Daily Reality Report:

Below is Morpheus Trading Group’s daily
performance report of closed trades and an update on all open positions from
The Wagner Daily (ETF Intraday Real-Time Room trades are reported
separately in The Wagner Weekly). Net P/L figures are based on the
quantity of shares represented in the MTG Position Sizing
Model
.

Closed Positions:

    DIA short (from Sept. 30) –
    shorted 93.09 (avg.), covered 92.72 (avg.), points = + 0.37, net P/L = + $68

    HHH short (1/4 position from Sept. 29) –
    shorted 43.45, covered 42.84, points = + 0.61, net P/L = + $30

Open Positions:

    HHH short (1/4 position from Sept. 29) –
    shorted 43.45, new stop 42.90, target 41.50, unrealized points = + 0.95, unrealized P/L = + $47

    BBH long (1/2 position from Sept. 30) –
    bought 130.25, new stop 128.20, target 133.00, unrealized points = (0.99), unrealized P/L = ($50)

Notes:

We shorted DIA as a “swing trade” when it triggered per yesterday’s Wagner Daily, but incrementally locked in gains intraday due to tight trailing stops. We also covered 1/4 position of HHH to lock in profits, but remain short 1/4 position of HHH. Note the new stop on HHH above. We bought 1/2 position of BBH when it triggered and have adjusted the stop as per above. We will e-mail any changes to the open positions.

Click here for
a detailed explanation of how daily trade performance is calculated.

Click here for a detailed
cumulative report of MTG’s trading performance (updated weekly)


Glossary and Notes:

Remember that opening gaps that cause stocks
to trigger immediately on the open carry a higher degree of risk because the
gaps (both up and down) often do not hold. Use caution if trading stocks with
large opening gaps.

Trigger = Exact price that stock must trade
through before I will enter the trade. If a long position, I will only enter the
stock if it trades at the trigger price or higher.
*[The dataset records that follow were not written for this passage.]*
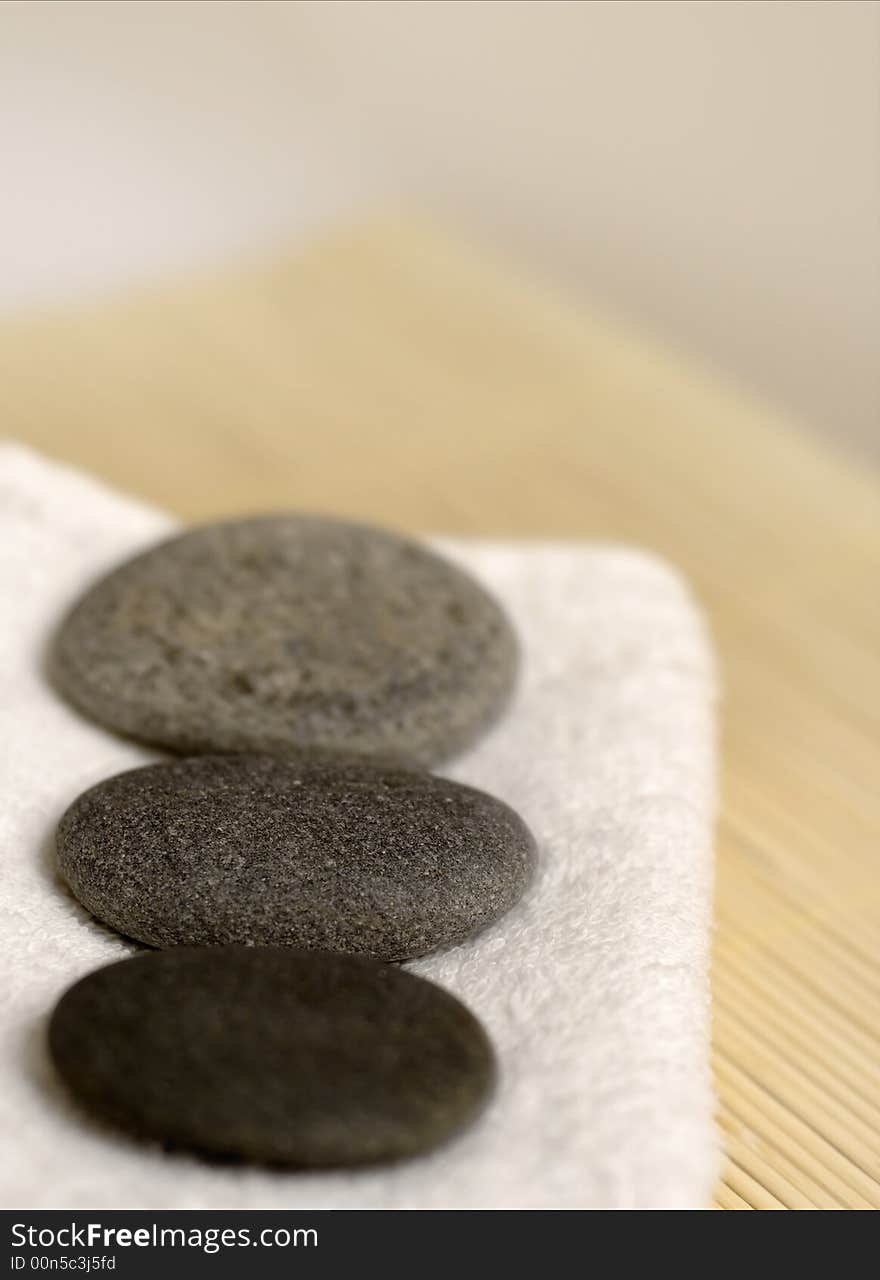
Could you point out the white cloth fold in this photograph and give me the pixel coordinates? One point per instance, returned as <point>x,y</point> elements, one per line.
<point>594,988</point>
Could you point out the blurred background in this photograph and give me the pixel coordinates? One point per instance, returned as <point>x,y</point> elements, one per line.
<point>706,170</point>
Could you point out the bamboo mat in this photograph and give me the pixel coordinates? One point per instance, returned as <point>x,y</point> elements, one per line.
<point>397,375</point>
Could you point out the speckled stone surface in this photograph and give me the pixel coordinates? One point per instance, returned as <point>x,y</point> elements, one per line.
<point>271,1055</point>
<point>331,855</point>
<point>289,632</point>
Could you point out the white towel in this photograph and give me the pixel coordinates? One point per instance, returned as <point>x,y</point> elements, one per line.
<point>594,988</point>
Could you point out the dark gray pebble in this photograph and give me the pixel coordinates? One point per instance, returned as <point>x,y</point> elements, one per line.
<point>329,855</point>
<point>289,632</point>
<point>270,1055</point>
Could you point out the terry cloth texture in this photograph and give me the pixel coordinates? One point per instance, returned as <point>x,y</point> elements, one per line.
<point>594,988</point>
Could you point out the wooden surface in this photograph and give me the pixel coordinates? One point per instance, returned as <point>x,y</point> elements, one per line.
<point>393,374</point>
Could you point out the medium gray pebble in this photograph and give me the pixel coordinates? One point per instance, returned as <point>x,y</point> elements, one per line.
<point>289,632</point>
<point>333,855</point>
<point>270,1055</point>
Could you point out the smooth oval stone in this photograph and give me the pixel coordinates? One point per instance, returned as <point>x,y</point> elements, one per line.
<point>288,632</point>
<point>329,855</point>
<point>284,1056</point>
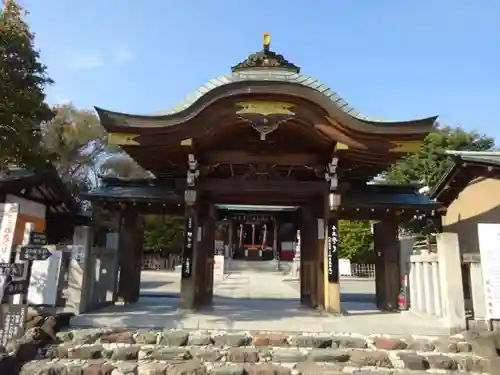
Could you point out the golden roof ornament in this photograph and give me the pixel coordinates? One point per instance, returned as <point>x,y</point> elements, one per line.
<point>266,59</point>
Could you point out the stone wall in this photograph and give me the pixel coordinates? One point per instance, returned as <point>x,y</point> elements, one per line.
<point>125,352</point>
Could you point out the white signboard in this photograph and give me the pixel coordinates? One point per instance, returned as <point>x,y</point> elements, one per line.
<point>8,218</point>
<point>489,247</point>
<point>345,267</point>
<point>44,280</point>
<point>218,267</point>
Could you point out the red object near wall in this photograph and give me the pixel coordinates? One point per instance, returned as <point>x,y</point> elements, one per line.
<point>287,255</point>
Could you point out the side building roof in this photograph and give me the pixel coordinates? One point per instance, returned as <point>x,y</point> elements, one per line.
<point>42,185</point>
<point>467,166</point>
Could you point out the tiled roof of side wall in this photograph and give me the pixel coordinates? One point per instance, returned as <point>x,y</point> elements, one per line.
<point>264,75</point>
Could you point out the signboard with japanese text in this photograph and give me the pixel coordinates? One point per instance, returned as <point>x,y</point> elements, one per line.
<point>8,218</point>
<point>38,238</point>
<point>489,247</point>
<point>188,251</point>
<point>332,251</point>
<point>12,322</point>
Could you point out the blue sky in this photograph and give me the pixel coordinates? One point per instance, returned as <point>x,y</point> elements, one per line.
<point>390,59</point>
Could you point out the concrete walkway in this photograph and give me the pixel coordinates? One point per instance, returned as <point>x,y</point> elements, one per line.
<point>254,296</point>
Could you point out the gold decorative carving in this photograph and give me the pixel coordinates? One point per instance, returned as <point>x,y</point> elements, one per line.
<point>405,146</point>
<point>264,108</point>
<point>341,146</point>
<point>188,142</point>
<point>123,139</point>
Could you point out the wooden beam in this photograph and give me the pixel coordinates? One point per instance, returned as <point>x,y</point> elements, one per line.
<point>242,157</point>
<point>287,187</point>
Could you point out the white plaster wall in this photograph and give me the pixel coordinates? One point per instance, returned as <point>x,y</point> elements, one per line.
<point>27,207</point>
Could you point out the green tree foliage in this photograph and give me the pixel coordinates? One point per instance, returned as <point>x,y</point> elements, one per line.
<point>355,240</point>
<point>429,164</point>
<point>23,79</point>
<point>164,234</point>
<point>75,140</point>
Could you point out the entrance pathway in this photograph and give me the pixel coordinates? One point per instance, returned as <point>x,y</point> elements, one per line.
<point>254,296</point>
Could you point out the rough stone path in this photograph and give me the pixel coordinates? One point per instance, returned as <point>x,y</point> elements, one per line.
<point>178,352</point>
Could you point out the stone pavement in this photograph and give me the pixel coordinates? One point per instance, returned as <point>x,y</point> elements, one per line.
<point>254,296</point>
<point>177,352</point>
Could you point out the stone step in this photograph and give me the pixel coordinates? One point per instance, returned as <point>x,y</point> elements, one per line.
<point>180,352</point>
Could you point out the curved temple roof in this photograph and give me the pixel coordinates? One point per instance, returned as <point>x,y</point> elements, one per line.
<point>258,69</point>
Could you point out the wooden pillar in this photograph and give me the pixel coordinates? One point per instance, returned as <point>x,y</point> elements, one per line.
<point>331,265</point>
<point>205,282</point>
<point>130,256</point>
<point>275,237</point>
<point>387,275</point>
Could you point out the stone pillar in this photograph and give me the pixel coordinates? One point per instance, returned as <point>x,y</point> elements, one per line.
<point>477,290</point>
<point>190,255</point>
<point>130,256</point>
<point>206,257</point>
<point>450,277</point>
<point>113,243</point>
<point>275,237</point>
<point>387,264</point>
<point>308,258</point>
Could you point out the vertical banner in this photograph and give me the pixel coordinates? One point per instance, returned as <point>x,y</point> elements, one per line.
<point>333,251</point>
<point>187,253</point>
<point>8,219</point>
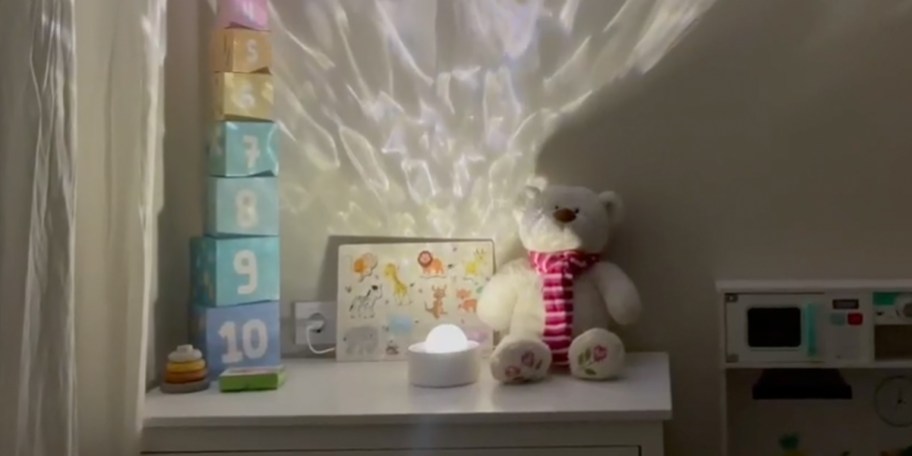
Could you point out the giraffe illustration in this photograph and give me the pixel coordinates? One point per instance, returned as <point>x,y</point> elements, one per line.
<point>400,290</point>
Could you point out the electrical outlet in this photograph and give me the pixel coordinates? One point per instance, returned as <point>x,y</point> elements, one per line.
<point>307,313</point>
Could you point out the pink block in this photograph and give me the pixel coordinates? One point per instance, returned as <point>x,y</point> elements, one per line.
<point>250,14</point>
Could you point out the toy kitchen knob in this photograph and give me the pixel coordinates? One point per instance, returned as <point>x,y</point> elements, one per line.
<point>905,309</point>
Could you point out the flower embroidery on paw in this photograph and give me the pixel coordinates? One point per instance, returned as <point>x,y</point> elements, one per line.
<point>591,356</point>
<point>528,359</point>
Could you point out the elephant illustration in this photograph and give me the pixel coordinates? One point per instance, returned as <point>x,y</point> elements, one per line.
<point>362,340</point>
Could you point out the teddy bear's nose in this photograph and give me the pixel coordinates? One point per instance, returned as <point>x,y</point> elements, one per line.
<point>564,215</point>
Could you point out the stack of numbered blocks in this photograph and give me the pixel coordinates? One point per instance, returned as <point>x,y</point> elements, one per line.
<point>236,263</point>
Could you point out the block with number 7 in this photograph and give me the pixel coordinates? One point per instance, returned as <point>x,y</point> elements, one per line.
<point>238,336</point>
<point>243,206</point>
<point>243,149</point>
<point>231,271</point>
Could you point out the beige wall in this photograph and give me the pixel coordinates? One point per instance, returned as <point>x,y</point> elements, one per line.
<point>774,141</point>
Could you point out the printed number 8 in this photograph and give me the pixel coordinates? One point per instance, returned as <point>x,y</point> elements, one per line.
<point>245,264</point>
<point>233,353</point>
<point>245,209</point>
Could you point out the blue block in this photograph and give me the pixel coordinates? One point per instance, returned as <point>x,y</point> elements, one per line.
<point>230,271</point>
<point>243,149</point>
<point>238,336</point>
<point>243,206</point>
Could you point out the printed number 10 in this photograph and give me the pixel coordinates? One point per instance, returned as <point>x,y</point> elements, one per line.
<point>250,329</point>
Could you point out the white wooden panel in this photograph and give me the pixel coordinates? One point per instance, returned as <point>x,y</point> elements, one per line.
<point>556,451</point>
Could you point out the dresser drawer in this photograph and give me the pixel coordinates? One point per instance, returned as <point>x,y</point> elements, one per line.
<point>555,451</point>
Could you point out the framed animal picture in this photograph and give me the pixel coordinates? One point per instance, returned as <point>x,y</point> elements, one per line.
<point>391,295</point>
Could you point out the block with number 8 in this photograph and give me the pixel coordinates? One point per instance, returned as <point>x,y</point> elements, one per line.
<point>238,336</point>
<point>231,271</point>
<point>243,206</point>
<point>241,51</point>
<point>243,96</point>
<point>251,14</point>
<point>243,149</point>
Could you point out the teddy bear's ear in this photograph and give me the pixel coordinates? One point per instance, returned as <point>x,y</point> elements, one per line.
<point>527,196</point>
<point>539,182</point>
<point>613,205</point>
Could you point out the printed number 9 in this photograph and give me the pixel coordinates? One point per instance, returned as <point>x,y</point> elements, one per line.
<point>252,150</point>
<point>245,264</point>
<point>234,353</point>
<point>245,209</point>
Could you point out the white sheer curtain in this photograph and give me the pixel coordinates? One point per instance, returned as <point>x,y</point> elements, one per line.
<point>120,57</point>
<point>37,204</point>
<point>76,242</point>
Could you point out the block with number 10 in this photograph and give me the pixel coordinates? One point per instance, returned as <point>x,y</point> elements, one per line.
<point>230,271</point>
<point>238,336</point>
<point>243,206</point>
<point>243,149</point>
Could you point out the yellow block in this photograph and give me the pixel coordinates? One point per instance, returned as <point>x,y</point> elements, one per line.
<point>241,51</point>
<point>243,96</point>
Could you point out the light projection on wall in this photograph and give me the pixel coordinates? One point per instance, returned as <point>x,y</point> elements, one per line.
<point>424,117</point>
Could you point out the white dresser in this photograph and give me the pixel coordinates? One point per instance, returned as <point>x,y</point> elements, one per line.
<point>328,408</point>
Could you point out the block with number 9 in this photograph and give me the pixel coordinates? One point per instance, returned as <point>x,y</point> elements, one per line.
<point>238,336</point>
<point>230,271</point>
<point>251,14</point>
<point>243,96</point>
<point>243,149</point>
<point>243,206</point>
<point>241,51</point>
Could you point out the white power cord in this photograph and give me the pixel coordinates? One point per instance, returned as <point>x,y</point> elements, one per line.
<point>315,326</point>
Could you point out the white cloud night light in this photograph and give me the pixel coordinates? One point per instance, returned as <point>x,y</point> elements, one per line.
<point>446,358</point>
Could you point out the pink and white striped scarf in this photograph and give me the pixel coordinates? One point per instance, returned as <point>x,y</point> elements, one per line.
<point>558,270</point>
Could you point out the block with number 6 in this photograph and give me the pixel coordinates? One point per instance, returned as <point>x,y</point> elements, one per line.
<point>241,51</point>
<point>238,336</point>
<point>243,206</point>
<point>243,96</point>
<point>230,271</point>
<point>243,149</point>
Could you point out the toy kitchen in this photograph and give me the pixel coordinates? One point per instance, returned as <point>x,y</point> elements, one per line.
<point>816,367</point>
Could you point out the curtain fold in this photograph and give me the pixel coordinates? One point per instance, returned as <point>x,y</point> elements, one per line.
<point>120,61</point>
<point>37,229</point>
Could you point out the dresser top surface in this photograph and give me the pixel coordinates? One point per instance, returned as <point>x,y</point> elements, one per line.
<point>327,392</point>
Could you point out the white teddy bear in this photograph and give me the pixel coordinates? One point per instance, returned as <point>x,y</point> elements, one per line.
<point>553,307</point>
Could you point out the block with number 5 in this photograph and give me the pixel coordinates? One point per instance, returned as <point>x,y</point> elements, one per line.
<point>243,96</point>
<point>238,336</point>
<point>251,14</point>
<point>243,206</point>
<point>241,51</point>
<point>231,271</point>
<point>243,149</point>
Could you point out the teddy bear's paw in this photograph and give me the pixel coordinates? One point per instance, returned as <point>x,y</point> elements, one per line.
<point>520,360</point>
<point>597,354</point>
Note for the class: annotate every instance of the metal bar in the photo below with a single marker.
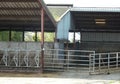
(100, 62)
(68, 58)
(42, 39)
(108, 62)
(10, 35)
(117, 60)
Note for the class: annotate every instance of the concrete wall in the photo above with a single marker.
(24, 45)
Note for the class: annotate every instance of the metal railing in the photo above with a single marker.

For a short position, I will
only enter the stock if it trades at the trigger price or lower. It is really
important to only enter the position if the trigger price is hit, otherwise the
trade becomes riskier.

Target = The anticipated price I am
expecting the stock to go to. However, this does not mean that I will
always hold the stock to that price. If conditions warrant, I will sometimes
take profits before that price, in which case I will notify you of the
change.

Stop = The price at which I will have a physical stop
market order set. As a position becomes profitable, this stop price will often
be adjusted to lock in profits. Again, you will always be notified of such
changes in the next daily report or intraday if you subscribe to intraday
updates.

SOH = Sit On Hands (Don’t Make Trades)

Closed P&L
under Deron’s Report Card is based on the actual price I closed my trade at, not
just the theoretical target or stop price listed for each stock. Open P&L is
based on the closing prices of the most recent trading day.

Unless
otherwise noted, average holding time is 1 to 3 days once a position is
triggered. Updates on open positions are provided daily.